Oh this is true and not true. My best friend got married this past weekend and I've been thinking about long term relationships and marriage and babies more than ever.
I sometimes wonder if there's something inherently wrong about me that scares men off. I know I'm flawed (let's not talk about how deeply) but I wonder why I can't find someone who accepts my foibles the same way my friends do. I meet people, but not often and it just doesn't go anywhere. Or I jump in to quickly before realizing that no I don't really like them like that. Or I don't give them enough chances or a chance. Or I start something in the wrong way and then it runs rapidly downhill. My friends, both male and female, say there's nothing crazy bad about me but that I just haven't met the right person yet. Which is most likely true but I can't help but wonder.

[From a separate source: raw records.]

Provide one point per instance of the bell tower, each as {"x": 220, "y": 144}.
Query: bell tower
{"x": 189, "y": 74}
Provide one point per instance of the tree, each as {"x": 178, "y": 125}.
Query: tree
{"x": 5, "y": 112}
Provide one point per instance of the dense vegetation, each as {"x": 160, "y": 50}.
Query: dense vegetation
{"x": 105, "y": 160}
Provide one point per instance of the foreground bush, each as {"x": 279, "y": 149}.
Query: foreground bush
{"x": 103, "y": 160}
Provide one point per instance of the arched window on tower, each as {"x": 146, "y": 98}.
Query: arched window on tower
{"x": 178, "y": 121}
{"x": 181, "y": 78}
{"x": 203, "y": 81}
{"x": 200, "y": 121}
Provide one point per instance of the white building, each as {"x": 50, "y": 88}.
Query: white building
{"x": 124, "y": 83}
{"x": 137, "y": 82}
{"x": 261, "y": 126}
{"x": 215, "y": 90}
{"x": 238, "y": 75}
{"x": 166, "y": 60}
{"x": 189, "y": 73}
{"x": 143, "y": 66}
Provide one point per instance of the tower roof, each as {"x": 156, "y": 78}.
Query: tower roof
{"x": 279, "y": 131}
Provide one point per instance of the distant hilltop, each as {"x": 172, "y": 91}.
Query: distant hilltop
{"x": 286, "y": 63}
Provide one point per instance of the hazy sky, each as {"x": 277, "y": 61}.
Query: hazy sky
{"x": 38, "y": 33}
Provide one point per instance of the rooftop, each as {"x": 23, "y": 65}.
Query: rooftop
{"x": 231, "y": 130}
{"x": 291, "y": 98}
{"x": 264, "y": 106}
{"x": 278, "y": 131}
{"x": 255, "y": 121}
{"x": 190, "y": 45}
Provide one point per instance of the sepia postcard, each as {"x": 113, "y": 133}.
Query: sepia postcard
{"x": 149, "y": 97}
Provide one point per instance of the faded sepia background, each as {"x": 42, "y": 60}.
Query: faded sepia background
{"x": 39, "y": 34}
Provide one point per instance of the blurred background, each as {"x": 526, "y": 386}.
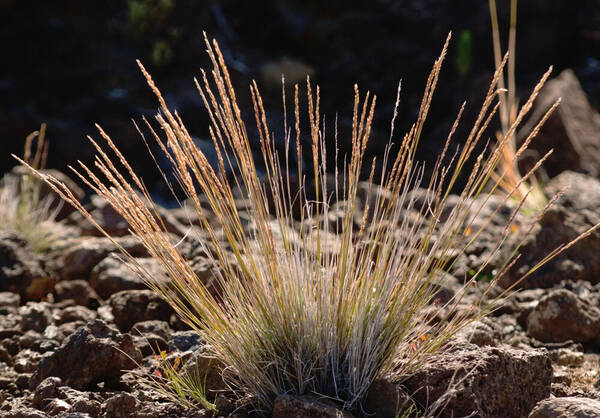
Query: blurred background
{"x": 72, "y": 63}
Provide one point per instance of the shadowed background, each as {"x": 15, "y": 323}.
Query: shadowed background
{"x": 72, "y": 63}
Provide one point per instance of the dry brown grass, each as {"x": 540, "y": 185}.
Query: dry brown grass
{"x": 297, "y": 313}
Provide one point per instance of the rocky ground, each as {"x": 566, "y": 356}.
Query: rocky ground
{"x": 77, "y": 327}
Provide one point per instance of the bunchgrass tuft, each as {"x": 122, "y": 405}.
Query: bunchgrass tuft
{"x": 330, "y": 283}
{"x": 185, "y": 389}
{"x": 23, "y": 209}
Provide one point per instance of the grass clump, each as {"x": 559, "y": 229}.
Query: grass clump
{"x": 310, "y": 301}
{"x": 23, "y": 209}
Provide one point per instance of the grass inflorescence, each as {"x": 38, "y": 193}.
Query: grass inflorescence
{"x": 327, "y": 288}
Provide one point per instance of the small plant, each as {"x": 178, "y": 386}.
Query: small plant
{"x": 22, "y": 208}
{"x": 310, "y": 302}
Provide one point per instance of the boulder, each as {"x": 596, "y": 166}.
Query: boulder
{"x": 94, "y": 353}
{"x": 485, "y": 381}
{"x": 132, "y": 306}
{"x": 572, "y": 131}
{"x": 561, "y": 315}
{"x": 572, "y": 215}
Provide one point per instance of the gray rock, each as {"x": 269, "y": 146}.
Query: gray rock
{"x": 567, "y": 407}
{"x": 78, "y": 290}
{"x": 94, "y": 353}
{"x": 35, "y": 316}
{"x": 9, "y": 299}
{"x": 46, "y": 390}
{"x": 386, "y": 399}
{"x": 111, "y": 275}
{"x": 185, "y": 341}
{"x": 74, "y": 314}
{"x": 487, "y": 381}
{"x": 573, "y": 214}
{"x": 573, "y": 130}
{"x": 132, "y": 306}
{"x": 203, "y": 366}
{"x": 122, "y": 405}
{"x": 78, "y": 260}
{"x": 561, "y": 316}
{"x": 24, "y": 413}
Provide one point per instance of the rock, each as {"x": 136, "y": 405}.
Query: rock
{"x": 111, "y": 275}
{"x": 24, "y": 413}
{"x": 114, "y": 224}
{"x": 27, "y": 361}
{"x": 74, "y": 314}
{"x": 46, "y": 390}
{"x": 78, "y": 260}
{"x": 159, "y": 328}
{"x": 9, "y": 299}
{"x": 151, "y": 336}
{"x": 567, "y": 408}
{"x": 78, "y": 290}
{"x": 185, "y": 341}
{"x": 562, "y": 315}
{"x": 485, "y": 381}
{"x": 122, "y": 405}
{"x": 87, "y": 406}
{"x": 56, "y": 406}
{"x": 94, "y": 353}
{"x": 386, "y": 399}
{"x": 567, "y": 357}
{"x": 203, "y": 366}
{"x": 573, "y": 214}
{"x": 20, "y": 270}
{"x": 573, "y": 130}
{"x": 35, "y": 316}
{"x": 132, "y": 306}
{"x": 293, "y": 406}
{"x": 483, "y": 332}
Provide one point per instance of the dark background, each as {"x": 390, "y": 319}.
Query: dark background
{"x": 72, "y": 63}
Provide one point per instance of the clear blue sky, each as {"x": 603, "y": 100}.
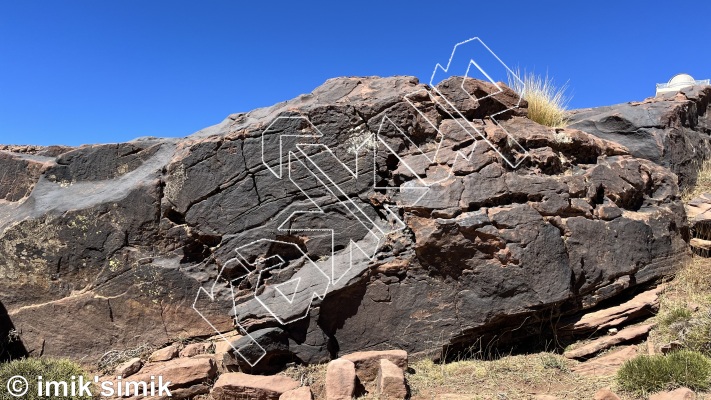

Take my current situation- involved with a good friend who I've been involved with before. I broke it off because I had feelings for him and he didn't for me (the story of my life) and I felt like we were in a relationship but he didn't. So getting involved again is not the smartest thing I've done but I feel like I'm going to get into trouble regardless so it might as well be with someone I know and trust. We'll see how long this lasts before I once again have feelings and I attempt to communicate them before getting shot down *sigh*.
I'm only 26 and I know I have plenty of time yadda yadda yadda but in the meantime while I have a full life (friends, dog, rollerderby, kickball, books, work), I'm lonely sometimes and just want someone to share my life with. Am I really so much to put up with? I want someone who thinks I'm awesome and accepts that I'm bossy and demanding but also appreciates my baked goods and my loyalty.
One of my biggest fears is that I will end up at 40 childless and alone. I plan on children regardless and won't be waiting until 40 to do it but it could happen.
I'm not sure what I want to do with my life other than that I want it to be meaningful in some way. I'm thinking about going back to school for something but I'm not sure if I'm really passionate enough about it to make it work. Again I know I have plenty of time but I am slowly getting older. Muah.